- Official Release poster
- Directed by: Saurabh Shukla
- Written by: Saurabh Shukla
- Produced by: Nikkhil Advani; Monisha Advani; Madhu Bhojwani;
- Starring: Jitendra Kumar; Shriya Pilgaonkar; Annu Kapoor;
- Cinematography: Adri Thakur
- Edited by: Kunal Walve
- Music by: Protijyoti Ghosh Javed–Mohsin
- Production company: Emmay Entertainment
- Distributed by: Amazon MGM Studios (via Amazon Prime Video)
- Release date: 22 December 2023;
- Running time: 128 minutes
- Country: India
- Language: Hindi

= Dry Day =

2023 Indian film

Dry Day is a 2023 Indian Hindi-language comedy drama film written and directed by Saurabh Shukla. It stars Jitendra Kumar, Shriya Pilgaonkar and Annu Kapoor. It is produced by Nikkhil Advani Under Emmay Entertainment.

It released directly on Amazon Prime Video on 22 December 2023.

== Plot ==
Gannu, an alcoholic, protests against alcohol in his town after his wife threatens to abort their child. Despite his ties to a political figure, Dauji, Gannu gains support, turning Dauji into an adversary. In the chaos, Gannu discovers purpose in saving his unborn child.

== Cast ==

- Jitendra Kumar as Gannu
- Shriya Pilgaonkar as Nirmala
- Annu Kapoor as Dauji
- Jagdish Rajpurohit as Head master
- Abhishek Srivastava as Chainta
- Sakshi Malik as Chunnibai
- Sunil Palwal as Satto
- Padmesh Krishna Tiwari as Jagat
- Aditya Sinha as Kunne
- Akash Mahamana as Gajendra Singh
- Priyanka Meena as Manjali Bhabhi

== Reception ==
Dhaval Roy of The Times of India rated 3 stars out of 5 said The movie was enjoyable at times, but it might have been more captivating. Still, because of its unique vibe and the small-town setting it creates, it is a fun one-time viewing. Saibal Chatterjee of NDTV criticises the film and said Jitendra Kumar seems at ease with his surroundings. For him, it ought to have been an easy task. However, the writing gives him a limited number of cliches to work with, so all the part permits him to sell is meaningless babble.

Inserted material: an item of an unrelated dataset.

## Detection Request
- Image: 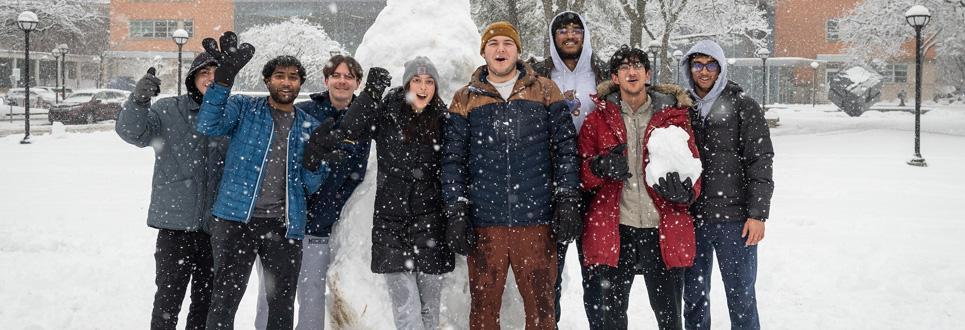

Deepa Gahlot of Rediff.com gave 2.5 stars out of 5 and said "Dry Day has an appealing feeling of purpose and honesty.". Nandini Ramnath write in the Scroll.in that Jitendra Kumar comes to the rescue with a character that first captures the audience's attention but ultimately loses it, much like the film itself. He does this by using his talent at portraying obdurate, cussed males.